ワサワサは、粉を粒に戻すガーナ北部の食事
粉ものを作る日は、台所が少し静かになります。水を一気に入れず、指先で粉をこすり、ざるで粒をそろえる。鍋で煮る料理の勢いとは違い、ワサワサは小さな粒を育てる料理です。
ワサワサ(Wasawasa / Wasa wasa)は、ガーナ北部、特にDagbonの食文化と結びつく蒸し料理です。Crop Trustのレシピでは、乾燥したヤムの皮を粉にし、蒸してクスクスのような食感にすると説明されています。Graphic Onlineも、乾燥したヤムを粉にし、小さな粒や団子状にして蒸す北部ガーナの伝統料理として紹介しています。
日本の台所で難しいのは、ヤム粉そのものの入手です。アフリカ食材店や通販でインスタントのヤム粉が見つかればそれが近道ですが、常備しやすい材料だけで寄せるなら、キャッサバ粉とコーンフラワーを混ぜる方法が現実的です。完全な伝統版ではありません。ただ、粉へ水を少しずつ打ち、粒をそろえ、蒸してほぐすという骨格を守ると、白いご飯ともフフとも違う、ほろほろした主食になります。

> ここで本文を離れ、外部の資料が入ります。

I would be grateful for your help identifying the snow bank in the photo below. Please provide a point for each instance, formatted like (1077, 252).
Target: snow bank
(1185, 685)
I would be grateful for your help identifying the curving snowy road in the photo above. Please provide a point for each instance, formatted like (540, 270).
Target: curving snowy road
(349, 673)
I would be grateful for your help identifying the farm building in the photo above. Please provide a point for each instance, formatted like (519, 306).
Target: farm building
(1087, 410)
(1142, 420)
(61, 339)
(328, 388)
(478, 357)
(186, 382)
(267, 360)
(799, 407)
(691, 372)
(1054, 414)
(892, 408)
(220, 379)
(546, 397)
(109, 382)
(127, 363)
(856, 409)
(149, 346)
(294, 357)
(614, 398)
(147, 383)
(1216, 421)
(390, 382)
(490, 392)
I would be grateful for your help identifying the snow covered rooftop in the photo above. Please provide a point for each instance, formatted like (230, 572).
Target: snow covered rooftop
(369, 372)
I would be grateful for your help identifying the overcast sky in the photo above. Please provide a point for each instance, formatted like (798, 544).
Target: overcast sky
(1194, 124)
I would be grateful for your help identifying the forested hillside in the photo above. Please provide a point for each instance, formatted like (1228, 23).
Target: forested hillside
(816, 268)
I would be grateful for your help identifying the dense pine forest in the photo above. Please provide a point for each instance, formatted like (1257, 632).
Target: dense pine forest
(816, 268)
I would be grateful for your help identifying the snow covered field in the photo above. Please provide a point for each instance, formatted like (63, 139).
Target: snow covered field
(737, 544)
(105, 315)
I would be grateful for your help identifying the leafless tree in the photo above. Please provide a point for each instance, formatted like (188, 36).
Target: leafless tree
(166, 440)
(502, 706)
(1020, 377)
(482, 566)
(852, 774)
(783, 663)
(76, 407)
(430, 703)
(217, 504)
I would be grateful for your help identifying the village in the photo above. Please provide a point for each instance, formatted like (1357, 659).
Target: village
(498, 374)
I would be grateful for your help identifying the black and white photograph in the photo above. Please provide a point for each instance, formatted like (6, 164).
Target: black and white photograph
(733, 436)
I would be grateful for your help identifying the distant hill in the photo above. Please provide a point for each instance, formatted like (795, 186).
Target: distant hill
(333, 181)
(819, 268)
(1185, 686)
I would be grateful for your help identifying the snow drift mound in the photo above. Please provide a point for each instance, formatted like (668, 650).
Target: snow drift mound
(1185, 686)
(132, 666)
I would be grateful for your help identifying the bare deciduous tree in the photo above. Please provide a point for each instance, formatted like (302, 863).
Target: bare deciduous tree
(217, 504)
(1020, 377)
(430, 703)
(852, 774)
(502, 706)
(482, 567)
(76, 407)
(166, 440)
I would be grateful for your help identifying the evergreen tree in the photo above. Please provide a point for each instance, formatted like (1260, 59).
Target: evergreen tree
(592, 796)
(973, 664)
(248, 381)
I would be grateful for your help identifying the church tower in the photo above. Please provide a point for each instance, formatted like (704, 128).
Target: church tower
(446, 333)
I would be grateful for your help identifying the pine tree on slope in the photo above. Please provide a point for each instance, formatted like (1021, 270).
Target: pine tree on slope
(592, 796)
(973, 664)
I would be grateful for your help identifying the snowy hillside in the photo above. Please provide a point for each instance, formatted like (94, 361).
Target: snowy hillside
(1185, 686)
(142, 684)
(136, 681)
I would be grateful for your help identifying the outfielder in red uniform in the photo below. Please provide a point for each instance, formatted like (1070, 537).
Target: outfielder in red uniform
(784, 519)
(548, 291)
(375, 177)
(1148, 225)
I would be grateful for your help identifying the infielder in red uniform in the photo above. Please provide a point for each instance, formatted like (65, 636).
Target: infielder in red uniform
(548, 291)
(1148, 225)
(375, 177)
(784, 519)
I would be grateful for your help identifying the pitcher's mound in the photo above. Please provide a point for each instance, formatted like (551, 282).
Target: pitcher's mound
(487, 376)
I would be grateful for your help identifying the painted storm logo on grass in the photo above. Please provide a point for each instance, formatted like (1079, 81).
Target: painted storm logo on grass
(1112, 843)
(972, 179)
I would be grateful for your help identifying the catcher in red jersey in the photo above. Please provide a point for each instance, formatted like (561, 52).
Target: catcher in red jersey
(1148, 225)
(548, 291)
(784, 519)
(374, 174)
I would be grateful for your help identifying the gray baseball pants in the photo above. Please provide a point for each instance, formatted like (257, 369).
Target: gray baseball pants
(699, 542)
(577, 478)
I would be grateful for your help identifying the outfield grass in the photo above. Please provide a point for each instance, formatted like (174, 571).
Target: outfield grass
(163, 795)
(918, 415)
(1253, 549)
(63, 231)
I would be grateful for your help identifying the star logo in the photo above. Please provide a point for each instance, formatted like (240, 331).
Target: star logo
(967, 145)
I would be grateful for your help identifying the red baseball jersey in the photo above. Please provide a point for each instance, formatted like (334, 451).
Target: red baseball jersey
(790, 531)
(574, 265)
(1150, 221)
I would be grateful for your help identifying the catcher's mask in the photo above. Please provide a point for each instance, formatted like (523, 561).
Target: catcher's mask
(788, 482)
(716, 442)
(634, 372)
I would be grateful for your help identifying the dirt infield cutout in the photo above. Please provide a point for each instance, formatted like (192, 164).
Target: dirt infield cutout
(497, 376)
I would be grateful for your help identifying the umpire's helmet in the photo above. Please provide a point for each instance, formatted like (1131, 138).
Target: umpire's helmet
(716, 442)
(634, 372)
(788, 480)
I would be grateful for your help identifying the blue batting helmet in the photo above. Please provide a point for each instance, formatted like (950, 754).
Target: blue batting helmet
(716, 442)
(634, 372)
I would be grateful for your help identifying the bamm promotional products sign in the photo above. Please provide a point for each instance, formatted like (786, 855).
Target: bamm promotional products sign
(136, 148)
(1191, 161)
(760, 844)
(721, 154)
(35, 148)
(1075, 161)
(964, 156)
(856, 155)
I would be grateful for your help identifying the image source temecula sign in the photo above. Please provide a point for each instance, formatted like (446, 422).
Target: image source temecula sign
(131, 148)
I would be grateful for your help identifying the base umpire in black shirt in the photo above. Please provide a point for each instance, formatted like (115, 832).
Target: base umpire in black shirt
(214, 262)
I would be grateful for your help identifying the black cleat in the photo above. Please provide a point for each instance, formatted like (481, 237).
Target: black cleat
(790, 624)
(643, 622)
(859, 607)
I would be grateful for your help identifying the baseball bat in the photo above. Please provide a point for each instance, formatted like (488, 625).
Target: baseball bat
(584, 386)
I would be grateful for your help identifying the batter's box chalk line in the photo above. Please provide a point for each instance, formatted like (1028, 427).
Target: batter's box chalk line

同じガーナ料理でも、豆と米を炊くワチェ、発酵とうもろこしをまとめるバンクー、粉を練り上げるトゥオ・ザーフィとは食感がかなり違います。ワサワサは汁を吸わせるというより、粒にソースと油をまとわせて食べる料理です。

ヤム粉またはインスタントパウンデッドヤム粉が手に入るなら、材料表のキャッサバ粉とコーンフラワーをヤム粉240gに置き換えます。水分の入り方が製品で違うため、水は100mlから始め、粒が湿ったパン粉くらいになるまで小さじ2ずつ足してください。
失敗しやすいのは水分と粒の大きさ
ワサワサは材料が少ない分、水分の入れ方が味になります。日本の粉は製品ごとに吸水が違うので、レシピの水を全部入れるより、粒の状態を見る方が安定します。
| 失敗 | 原因 | 立て直し |
|---|---|---|
| 粘土のように重い | 水を一気に入れた、粒をふるっていない | 乾いたコーンフラワー大さじ1を足し、手で2から4mmにほぐす |
| 粉っぽい | 水が少ない、蒸気が弱い | ぬるま湯小さじ2を打ち、中火で5分追加蒸し |
| 大きなだまが残る | ざるを通していない | 熱いうちにフォークで割り、もう一度3分蒸す |
| 油っぽい | 仕上げ油を入れすぎた | ソースを控え、きゅうりやトマトを多めに添える |
| 苦みが強い | 粉の種類、焦げた油、古い粉 | 新しい粉に替え、油は煙が出る前に具を入れる |
現地のワサワサには、ヤムの皮や乾燥工程から来る少し土っぽい香りがあります。日本の代替版ではそれを完全には出せません。無理に焦がして近づけるより、粉を細かくしすぎないこと、赤いソースと魚でうま味を足すことを優先すると、食卓の料理としてまとまります。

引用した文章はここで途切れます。